Personal information
- Born: August 4, 1989 (age 36) Bedford, Massachusetts, U.S.

Career information
- College: Oregon

Career history
- Oregon (2007–2008) Undergraduate offensive intern; Oregon (2009-2011) Student assistant (offense and quarterbacks); Oregon (2012) Offensive intern (quarterbacks); Philadelphia Eagles (2013–2014) Analyst (offense and quarterbacks); Oregon (2015-2016) Graduate assistant/linebackers coach; Philadelphia Eagles (2017–2018) Offensive quality control/assistant offensive line coach; Philadelphia Eagles (2019–2020) Assistant running backs coach; Philadelphia Eagles (2021–2022) Offensive quality control coach; Philadelphia Eagles (2023) Run game specialist/assistant tight ends coach; Philadelphia Eagles (2024) Run game specialist/assistant offensive line coach; New Orleans Saints (2025–present) Run game coordinator;

Awards and highlights
- 2× Super Bowl champion (LII, LIX);

= T. J. Paganetti =

American football coach (born 1989)

T. J. Paganetti (born August 4, 1989) is an American football coach who currently serves as the run game coordinator for the New Orleans Saints of the National Football League (NFL). He won Super Bowl LII and Super Bowl LIX with the Philadelphia Eagles, and also previously served as an assistant coach for the University of Oregon.

== Coaching career ==

=== Oregon ===
Paganetti began his coaching career while a student at the University of Oregon as an undergraduate offensive intern from 2007 until 2008. From 2009 until 2011, he served as a student assistant working with the offense and quarterbacks. In 2012, he was an offensive intern working with quarterbacks.

=== Philadelphia Eagles ===
In 2013, Paganetti was hired by the Philadelphia Eagles as an offensive analyst to serve under newly hired head coach Chip Kelly, who he coached with during his first stint at Oregon. He served in this role until 2014.
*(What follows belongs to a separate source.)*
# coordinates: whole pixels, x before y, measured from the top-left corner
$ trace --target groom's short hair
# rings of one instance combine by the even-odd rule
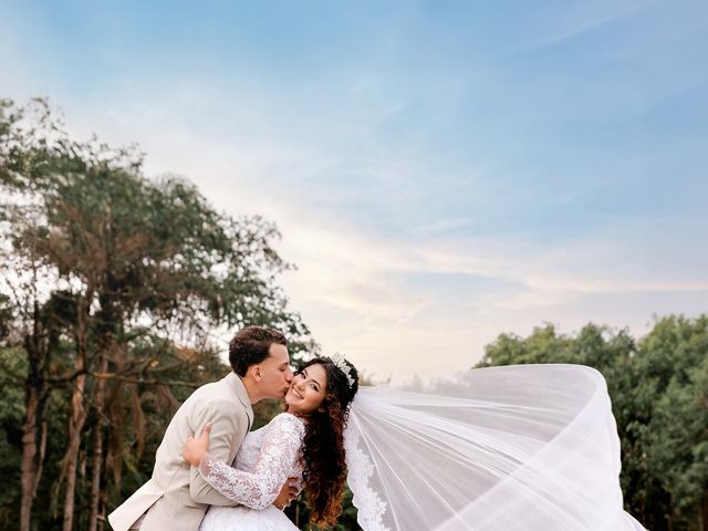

=== Oregon (second stint) ===
Paganetti returned to Oregon from 2015 until 2016 and served as a graduate assistant after graduating from college.

=== Philadelphia Eagles (second stint) ===
In 2017, Paganetti returned to Philadelphia and was hired as an offensive quality control coach and assistant offensive line coach, serving under Jeff Stoutland. He helped the Eagles win their first Super Bowl during the 2017 season. In 2019, he was promoted to the assistant running backs coach position. He was retained by newly hired head coach Nick Sirianni and served as an offensive quality control coach from 2021 until 2022 before being promoted to the run game specialist and assistant tight ends coach in 2023.
He was named run game coordinator and assistant offensive line coach on February 23, 2024. He was part of the coaching staff that won Super Bowl LIX over the Kansas City Chiefs.

===New Orleans Saints===
On February 18, 2025, the New Orleans Saints hired Paganetti to serve as part of the team's coaching staff.

== Personal life ==
Paganetti received his bachelor's degree in political science from the University of Oregon in 2012.